Extract readable text from PDF files when the words matter more than the original page layout.

No registration Fast browser workflow Direct results

Pull plain text out of a PDF and keep it ready for reuse.

It is a good fit for notes, archives, research, and cleanup jobs where you only want the text itself.

Options

No extra options needed for this tool.

Progress

0%Waiting for files…

Where plain text output is the better fit

This tool is useful when you care about the words in a PDF more than the page design. It strips the content down to text that is easier to search, copy, or move somewhere else.

That makes it handy for research, notes, archives, and cleanup jobs where layout is no longer important.

Extracting text from a PDF

  1. Upload the PDF files you want to process.
  2. Start the conversion and let the tool read the content.
  3. Wait for the plain text output to be created, with OCR used for scans when needed.
  4. Download the TXT files when they are ready.

Plain text removes layout along with visual clutter

Text extraction is valuable when the words matter more than fonts, columns, or page design. Searchable PDFs can often supply their character data directly, while scanned pages require OCR. The resulting TXT file is intentionally simple. It may preserve paragraphs and line breaks approximately, but it cannot represent the full visual relationship among sidebars, tables, captions, and multi-column reading order.

A two-column page may extract across columns in the wrong sequence, and headers or footers can repeat between sections. Hyphenated line endings may remain split even when the word should be joined. Review the first pages to understand the pattern before using the entire output.

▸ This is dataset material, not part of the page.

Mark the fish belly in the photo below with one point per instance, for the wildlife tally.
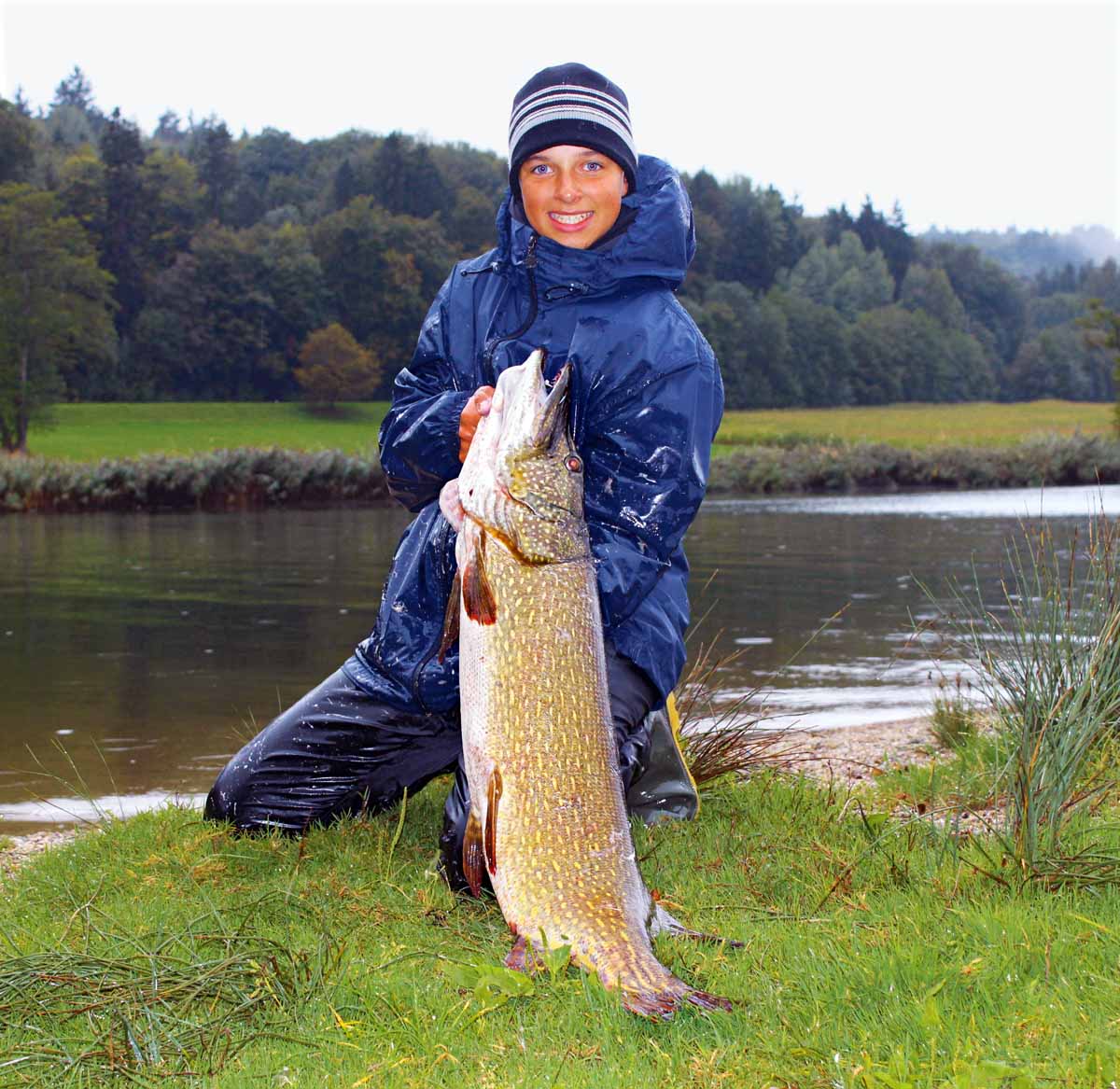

For a table-heavy report, a spreadsheet conversion or dedicated table extractor may produce a structure closer to what you need.

OCR quality depends on scan resolution, contrast, orientation, and language. Look closely at names, figures, and symbols that resemble ordinary characters. Plain text has no visual clue that a letter came from an uncertain scan. When accuracy is important, compare passages against the PDF and mark any unreadable source rather than guessing. The extracted file should be treated as a draft transcription.

Clean extracted text for the way you plan to use it

For reading or quotation, remove repeated headers, page numbers, and broken line wraps while preserving paragraph boundaries. For search indexing, normalize whitespace and encoding but keep enough separation to prevent unrelated sections from running together. For analysis, record the source filename and page range so a result can be traced back to the original document later.

Check character encoding by opening the TXT file in the destination editor. Accented letters, non-Latin scripts, mathematical signs, and smart punctuation should remain legible. If replacement boxes or question marks appear, the extraction or receiving program may not be using Unicode correctly. Save cleaned text in UTF-8 unless a specific older system requires another encoding.

Respect copyright, privacy, and document permissions when extracting material. A technically accessible PDF is not automatically free to republish, and scanned records may contain personal information. Keep the original PDF as the reference, name the text file clearly as an extraction, and proofread any passage that will be published or used for decisions. Convenience should not disguise uncertainty in the source.